Theoretical Biology and Biophysics, Los Alamos National Laboratory, Los Alamos, NM 87545, USA.
Laboratório de Biomatemática, Faculdade de Medicina da Universidade de Lisboa, 1649-028 Lisboa, Portugal.
Viruses. 2017 Nov 18;9(11):350. doi: 10.3390/v9110350.
Around 90-95% of hepatitis B virus (HBV) infected adults do not progress to the chronic phase and, instead, recover naturally. The strengths of the cytolytic and non-cytolytic immune responses are key players that decide the fate of acute HBV infection. In addition, it has been hypothesized that proliferation of infected cells resulting in uninfected progeny and/or cytokine-mediated degradation of covalently closed circular DNA (cccDNA) leading to the cure of infected cells are two major mechanisms assisting the adaptive immune response in the clearance of acute HBV infection in humans. We employed fitting of mathematical models to human acute infection data together with physiological constraints to investigate the role of these hypothesized mechanisms in the clearance of infection. Results suggest that cellular proliferation of infected cells resulting in two uninfected cells is required to minimize the destruction of the liver during the clearance of acute HBV infection. In contrast, we find that a cytokine-mediated cure of infected cells alone is insufficient to clear acute HBV infection. In conclusion, our modeling indicates that HBV clearance without lethal loss of liver mass is associated with the production of two uninfected cells upon proliferation of an infected cell.

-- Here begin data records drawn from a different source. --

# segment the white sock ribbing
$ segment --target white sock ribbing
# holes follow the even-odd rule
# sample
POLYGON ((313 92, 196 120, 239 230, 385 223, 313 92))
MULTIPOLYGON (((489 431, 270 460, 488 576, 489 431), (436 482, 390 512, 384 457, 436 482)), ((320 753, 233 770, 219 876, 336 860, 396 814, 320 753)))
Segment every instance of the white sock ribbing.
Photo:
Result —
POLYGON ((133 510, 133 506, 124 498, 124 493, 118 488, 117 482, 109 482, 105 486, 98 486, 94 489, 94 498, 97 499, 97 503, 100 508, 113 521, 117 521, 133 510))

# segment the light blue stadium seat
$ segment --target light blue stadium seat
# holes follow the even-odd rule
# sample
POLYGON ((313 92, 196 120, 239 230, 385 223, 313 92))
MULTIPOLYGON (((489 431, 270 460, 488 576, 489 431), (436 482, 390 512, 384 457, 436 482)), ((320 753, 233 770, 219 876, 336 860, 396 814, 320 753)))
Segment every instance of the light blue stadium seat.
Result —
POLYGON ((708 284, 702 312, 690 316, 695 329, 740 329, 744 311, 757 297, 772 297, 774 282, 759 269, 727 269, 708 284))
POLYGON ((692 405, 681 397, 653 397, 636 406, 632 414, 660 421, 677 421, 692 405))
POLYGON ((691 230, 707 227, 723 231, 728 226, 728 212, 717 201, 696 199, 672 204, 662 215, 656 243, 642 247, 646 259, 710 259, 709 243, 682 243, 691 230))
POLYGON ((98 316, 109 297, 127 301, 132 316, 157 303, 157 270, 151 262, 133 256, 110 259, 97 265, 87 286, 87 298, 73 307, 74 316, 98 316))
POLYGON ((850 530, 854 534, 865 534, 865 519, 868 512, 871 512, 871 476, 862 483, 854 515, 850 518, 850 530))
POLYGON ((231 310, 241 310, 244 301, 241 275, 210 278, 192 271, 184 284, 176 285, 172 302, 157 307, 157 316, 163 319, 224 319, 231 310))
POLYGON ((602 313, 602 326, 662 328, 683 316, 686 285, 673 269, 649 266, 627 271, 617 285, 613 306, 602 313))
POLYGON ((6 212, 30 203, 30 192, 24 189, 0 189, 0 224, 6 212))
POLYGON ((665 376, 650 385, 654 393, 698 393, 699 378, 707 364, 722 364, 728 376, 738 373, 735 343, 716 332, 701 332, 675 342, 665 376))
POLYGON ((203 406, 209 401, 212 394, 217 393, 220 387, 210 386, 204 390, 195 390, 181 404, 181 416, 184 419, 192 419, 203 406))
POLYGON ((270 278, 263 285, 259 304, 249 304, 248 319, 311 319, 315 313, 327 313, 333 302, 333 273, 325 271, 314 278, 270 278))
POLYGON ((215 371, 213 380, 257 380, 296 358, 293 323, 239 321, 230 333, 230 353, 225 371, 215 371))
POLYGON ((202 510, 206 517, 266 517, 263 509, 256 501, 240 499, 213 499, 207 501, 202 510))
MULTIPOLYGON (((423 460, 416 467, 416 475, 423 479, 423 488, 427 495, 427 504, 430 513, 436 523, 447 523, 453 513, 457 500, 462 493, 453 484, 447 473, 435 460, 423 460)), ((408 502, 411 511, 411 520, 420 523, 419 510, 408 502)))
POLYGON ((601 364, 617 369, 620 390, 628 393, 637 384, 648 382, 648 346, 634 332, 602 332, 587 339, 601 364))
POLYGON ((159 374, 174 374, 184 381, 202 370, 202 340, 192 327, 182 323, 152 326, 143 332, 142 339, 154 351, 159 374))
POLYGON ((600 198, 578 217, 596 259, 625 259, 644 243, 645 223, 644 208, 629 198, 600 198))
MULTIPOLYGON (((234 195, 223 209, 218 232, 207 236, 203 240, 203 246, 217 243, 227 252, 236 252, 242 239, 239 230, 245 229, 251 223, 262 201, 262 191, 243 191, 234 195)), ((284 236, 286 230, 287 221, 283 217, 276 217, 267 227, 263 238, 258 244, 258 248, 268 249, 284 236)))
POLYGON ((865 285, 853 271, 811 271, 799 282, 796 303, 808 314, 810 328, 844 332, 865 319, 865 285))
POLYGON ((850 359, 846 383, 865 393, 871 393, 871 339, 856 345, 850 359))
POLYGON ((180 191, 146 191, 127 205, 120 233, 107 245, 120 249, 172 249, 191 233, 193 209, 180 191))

约 90-95%的乙型肝炎病毒 (HBV) 感染成年人不会进展为慢性期,而是自然恢复。细胞溶解和非细胞溶解免疫应答的强度是决定急性 HBV 感染命运的关键因素。此外,有人假设感染细胞的增殖导致未感染的后代和/或细胞因子介导的共价闭合环状 DNA (cccDNA) 降解导致感染细胞的治愈,是辅助适应性免疫反应清除人类急性 HBV 感染的两个主要机制。我们采用数学模型拟合人类急性感染数据,并结合生理约束条件,研究这些假设机制在清除感染中的作用。结果表明,感染细胞的细胞增殖导致两个未感染细胞是必要的,以最大限度地减少急性 HBV 感染清除过程中肝脏的破坏。相比之下,我们发现仅通过细胞因子介导的感染细胞治愈不足以清除急性 HBV 感染。总之,我们的模型表明,在不导致肝脏大量丧失的情况下清除 HBV 感染与感染细胞增殖时产生两个未感染细胞有关。